# Printing Pay Statements



## Valstar (May 26, 2017)

Is any one else not able to print your pay statements any more? They removed the buttons on the pay statement at the bottom of the page that would allow you to print the statement. Control P print doesnt work either as it only prints the top of the page . Am I missing some thing here. Since we don't get pay stubs we need to be able to print these to show weekly income for many reasons. The 1099 from the previous year is not widely accepted as proof of current income. I have email support 5 times and get copy paste answers not really addressing the issue or just completely irrelevant answers to what I am asking them. One finally admitted they removed this option. Why do they not want us printing our statements? The weekly email they send is not just a link back to pay statement that you cannot print.


----------



## Bpr2 (Feb 21, 2017)

Copy screen then print the picture in black and white.


----------



## Valstar (May 26, 2017)

Bpr2 said:


> Copy screen then print the picture in black and white.


Thanks for the response but that still doesn't get the whole page only the top part. Also copy screen doesn't pick up the Uber logo. What it is does pick up and prints looks like a child made it and wont fly when you need to show an official proof of weekly income.

Even a copy screen plug in for Chrome doesn't pick up the whole page. It cuts off where the screen is. This is not going to be accepted. Ive already been told its not an acceptable proof of current weekly income.

I can print the monthly tax summary. Its our only option now it appears. However it says clearly right on top the page not an official document. So it will probably be rejected too.
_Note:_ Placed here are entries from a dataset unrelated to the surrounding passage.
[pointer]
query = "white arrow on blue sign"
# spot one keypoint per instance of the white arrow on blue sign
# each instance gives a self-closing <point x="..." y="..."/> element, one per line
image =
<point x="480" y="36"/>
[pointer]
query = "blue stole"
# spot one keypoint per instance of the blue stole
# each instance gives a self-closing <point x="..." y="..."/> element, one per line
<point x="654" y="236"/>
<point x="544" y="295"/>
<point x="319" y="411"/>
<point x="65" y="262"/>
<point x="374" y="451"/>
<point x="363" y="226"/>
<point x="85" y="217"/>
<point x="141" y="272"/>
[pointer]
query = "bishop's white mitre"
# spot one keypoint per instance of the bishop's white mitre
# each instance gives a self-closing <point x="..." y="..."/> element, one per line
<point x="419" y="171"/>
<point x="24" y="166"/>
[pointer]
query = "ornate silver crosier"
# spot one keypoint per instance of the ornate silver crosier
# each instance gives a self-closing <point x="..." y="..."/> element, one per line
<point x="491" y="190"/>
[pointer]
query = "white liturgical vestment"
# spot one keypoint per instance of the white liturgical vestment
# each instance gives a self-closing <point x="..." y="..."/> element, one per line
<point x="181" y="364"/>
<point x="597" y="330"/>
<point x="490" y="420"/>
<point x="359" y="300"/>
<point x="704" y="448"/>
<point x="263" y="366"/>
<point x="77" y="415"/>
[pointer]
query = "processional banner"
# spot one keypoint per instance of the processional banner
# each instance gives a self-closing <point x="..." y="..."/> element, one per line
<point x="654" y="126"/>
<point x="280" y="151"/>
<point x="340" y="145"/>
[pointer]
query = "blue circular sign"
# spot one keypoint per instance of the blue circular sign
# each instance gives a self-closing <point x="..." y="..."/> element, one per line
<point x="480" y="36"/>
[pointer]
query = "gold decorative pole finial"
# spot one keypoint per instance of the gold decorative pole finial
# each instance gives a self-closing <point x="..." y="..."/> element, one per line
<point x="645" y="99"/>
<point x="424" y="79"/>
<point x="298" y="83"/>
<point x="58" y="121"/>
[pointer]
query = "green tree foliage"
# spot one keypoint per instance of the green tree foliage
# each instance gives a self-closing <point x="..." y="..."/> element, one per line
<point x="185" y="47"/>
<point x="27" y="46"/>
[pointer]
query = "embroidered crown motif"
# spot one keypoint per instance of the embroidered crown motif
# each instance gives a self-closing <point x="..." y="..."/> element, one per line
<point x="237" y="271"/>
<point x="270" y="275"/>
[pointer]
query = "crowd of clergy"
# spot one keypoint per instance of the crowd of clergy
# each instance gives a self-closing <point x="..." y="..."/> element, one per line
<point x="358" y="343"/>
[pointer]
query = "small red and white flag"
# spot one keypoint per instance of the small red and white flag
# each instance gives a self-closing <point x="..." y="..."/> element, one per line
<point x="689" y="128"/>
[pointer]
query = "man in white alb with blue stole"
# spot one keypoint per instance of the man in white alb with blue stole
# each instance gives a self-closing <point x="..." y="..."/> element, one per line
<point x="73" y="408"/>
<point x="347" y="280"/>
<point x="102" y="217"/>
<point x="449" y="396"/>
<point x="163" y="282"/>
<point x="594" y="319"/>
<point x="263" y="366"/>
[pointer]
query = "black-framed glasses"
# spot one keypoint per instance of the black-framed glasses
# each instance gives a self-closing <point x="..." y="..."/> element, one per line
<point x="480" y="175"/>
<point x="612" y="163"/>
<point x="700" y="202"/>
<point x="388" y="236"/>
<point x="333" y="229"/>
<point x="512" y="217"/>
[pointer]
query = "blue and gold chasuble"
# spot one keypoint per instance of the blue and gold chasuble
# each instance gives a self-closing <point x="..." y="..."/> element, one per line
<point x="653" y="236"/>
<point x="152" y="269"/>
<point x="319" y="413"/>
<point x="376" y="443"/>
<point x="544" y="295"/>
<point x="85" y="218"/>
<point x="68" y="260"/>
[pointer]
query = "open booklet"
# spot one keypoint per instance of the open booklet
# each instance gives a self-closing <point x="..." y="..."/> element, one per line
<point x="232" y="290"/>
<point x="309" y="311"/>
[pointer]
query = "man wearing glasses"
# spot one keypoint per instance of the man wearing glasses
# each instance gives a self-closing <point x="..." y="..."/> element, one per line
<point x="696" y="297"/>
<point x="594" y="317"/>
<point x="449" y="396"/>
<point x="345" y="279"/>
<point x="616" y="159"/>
This makes me ask why did they take email CSV and Download statement from us. Is it a coincidence it happened the day the new pay ToS agreement went live. I tend to think not and think they are trying to hide some thing.


----------



## Valstar (May 26, 2017)

Grand said:


> Does this post help?
> https://uberpeople.net/threads/cannot-download-print-online-pay-statement.168465/


Yes very much thank you. I did a search on the forum for this topic and it didn't find that post. I emailed support 5 different times asking whats going on not once did they tell me this. I guess the reps over seas are in the dark about most of the things which explains the copy paste answers I got or the one answer that had absolutely nothing to do with what i was asking them. I guess the language barrier gets in the way too some times.

Thank you Grand.


----------



## Bpr2 (Feb 21, 2017)

Grand said:


> Does this post help?
> https://uberpeople.net/threads/cannot-download-print-online-pay-statement.168465/


Thank you for this


----------



## IntruderGT96 (Feb 23, 2017)

I got this reply from the same question I had with Uber support. They don't even email the statements anymore either. Uber fees aren't included either and yet when you get your 1099 at the end of the year guess what's included in your gross earnings. So how are we suppose to know what we are actually making for taxable earnings???

_We recently made changes to your earnings page on your partner dashboard. With this change, you may be unable to print statement as you were in the past. We apologize for the inconvenience this has caused.

Additionally, we made some changes to make it easier to understand your earnings. On your partner dashboard, your trip page now includes fare details, including what the rider paid and Uber's Service Fee. You can also access these details by tapping "Fare Details" on the trip receipt.

For additional information, we've created this link to help explain your earnings: _

*https://www.uber.com/drive/resources/earnings/ *


----------